European mobile operators are reportedly starting to give weight to Samsung Electronics in the race to substitute Chinese telecoms giant Huawei as the main manufacturer of nascent 5G systems. In particular, as the South Korean firm inked a $6 billion deal with US giant Verizon in September, Spain’s Telefonica and France’s Orange have both held talks with it, company executives were cited by Reuters as saying.
The reported negotiations came as the US had been going to great lengths to cut Huawei out of 5G projects that are supposed to lay the groundwork for cutting-edge services ranging from telemedicine all the way to labour automation in factories.
But Samsung is still facing an uphill struggle for the opportunity to replace the Chinese giant, as operators are reportedly expressing concerns that the South Korean company's products will be incompatible with the existing 4G networks, almost half of which are built by Huawei, and it will become too pricey to fully replace them rather than just upgrade them.
For instance, when Bell Canada moved to drop Huawei this year, analysts estimated the cost of replacing its 4G equipment at about $200 million over several years. The GSMA expects $1.14 trillion to be invested globally over five years, 78% of it on 5G.

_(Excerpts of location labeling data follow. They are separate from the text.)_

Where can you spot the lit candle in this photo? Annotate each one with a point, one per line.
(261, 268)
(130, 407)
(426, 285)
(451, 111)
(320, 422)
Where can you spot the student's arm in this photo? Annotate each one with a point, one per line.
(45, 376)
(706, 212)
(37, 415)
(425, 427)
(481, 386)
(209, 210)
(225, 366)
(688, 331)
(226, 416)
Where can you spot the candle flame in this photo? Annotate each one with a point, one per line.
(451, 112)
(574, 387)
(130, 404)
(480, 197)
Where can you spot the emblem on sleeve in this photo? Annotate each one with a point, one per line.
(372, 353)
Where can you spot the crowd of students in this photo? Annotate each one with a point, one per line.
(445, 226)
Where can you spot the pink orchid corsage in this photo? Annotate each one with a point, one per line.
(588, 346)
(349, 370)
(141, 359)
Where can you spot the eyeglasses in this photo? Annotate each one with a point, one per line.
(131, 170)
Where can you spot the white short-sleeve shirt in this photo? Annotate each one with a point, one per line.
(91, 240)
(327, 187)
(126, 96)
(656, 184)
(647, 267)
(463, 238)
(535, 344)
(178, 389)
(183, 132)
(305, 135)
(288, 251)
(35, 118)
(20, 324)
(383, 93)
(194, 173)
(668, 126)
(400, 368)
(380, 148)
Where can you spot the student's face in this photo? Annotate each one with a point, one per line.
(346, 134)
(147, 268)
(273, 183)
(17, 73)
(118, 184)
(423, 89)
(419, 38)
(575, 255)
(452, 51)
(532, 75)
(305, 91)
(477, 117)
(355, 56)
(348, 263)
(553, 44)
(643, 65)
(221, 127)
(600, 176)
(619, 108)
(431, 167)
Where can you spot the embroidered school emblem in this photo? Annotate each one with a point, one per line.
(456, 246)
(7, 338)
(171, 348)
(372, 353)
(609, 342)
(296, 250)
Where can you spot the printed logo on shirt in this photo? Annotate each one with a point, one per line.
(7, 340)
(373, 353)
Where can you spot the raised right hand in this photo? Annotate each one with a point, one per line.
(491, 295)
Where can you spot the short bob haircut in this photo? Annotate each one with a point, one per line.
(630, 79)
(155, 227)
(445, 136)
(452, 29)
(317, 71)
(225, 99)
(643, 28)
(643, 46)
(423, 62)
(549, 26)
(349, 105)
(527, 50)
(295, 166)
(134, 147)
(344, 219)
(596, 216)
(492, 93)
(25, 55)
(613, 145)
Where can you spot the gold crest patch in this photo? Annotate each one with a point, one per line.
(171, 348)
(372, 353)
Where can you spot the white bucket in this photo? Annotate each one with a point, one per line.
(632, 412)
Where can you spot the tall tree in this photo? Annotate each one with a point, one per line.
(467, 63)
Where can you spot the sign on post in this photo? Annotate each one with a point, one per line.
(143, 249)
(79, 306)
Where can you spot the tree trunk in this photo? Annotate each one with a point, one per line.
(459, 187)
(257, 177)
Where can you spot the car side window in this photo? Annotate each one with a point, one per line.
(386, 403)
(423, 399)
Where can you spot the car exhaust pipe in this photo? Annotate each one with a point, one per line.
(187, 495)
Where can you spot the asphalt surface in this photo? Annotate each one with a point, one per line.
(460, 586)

Dwelling on Samsung’s chances of replacing Huawei, Telefonica's Chief Technology Officer Enrique Blanco commented:
“They need to be extremely competitive. The cost of swapping the 4G is an extra cost for Samsung so, even if you are inviting them, it is difficult for them to be competitive”.
A Samsung spokesman hit back by saying the very idea that its equipment was not compatible with existing infrastructure was a real misconception, but stopped short of providing technical details. He declined to specify which European markets it was trying to enter, but said it hoped to repeat the progress it had already made in Asia and the Americas.
In particular, Verizon widely uses Samsung for various parts of its vast US network. “We had done some trials with them and given them a few markets to see how they would work and, and then it worked well”, Verizon’s Chief Product Development Officer Nicola Palmer told Reuters, as Orange Chief Technology and Innovation Officer Michael Trabbia said he, too, was considering Samsung in Europe. Yet, he said that in France Orange had conducted tests and went for Nokia and Ericsson for local 5G projects instead.
Washington has over the past two years initiated a severe crackdown on Huawei, the top expected provider of good value-for-money 5G technology, citing national security concerns and claiming their infrastructure leaves backdoors for Beijing to spy on users of their gadgets. The claims have repeatedly been denied both by the Chinese authorities and Huawei’s top management, who invited independent checks, arguing that their ecosystem and all of their technologies are transparent.
However, Washington moved to blacklist the company and required US firms dealing with Huawei to request individual permissions to continue their business ties with the Chinese tech giant. The Commerce Department is since understood to have repeatedly issued waivers to this end, with reports emerging earlier this year that the department had been seeking to expand legal powers to curb tech shipments to China, but faced resistance from other parts of the US government.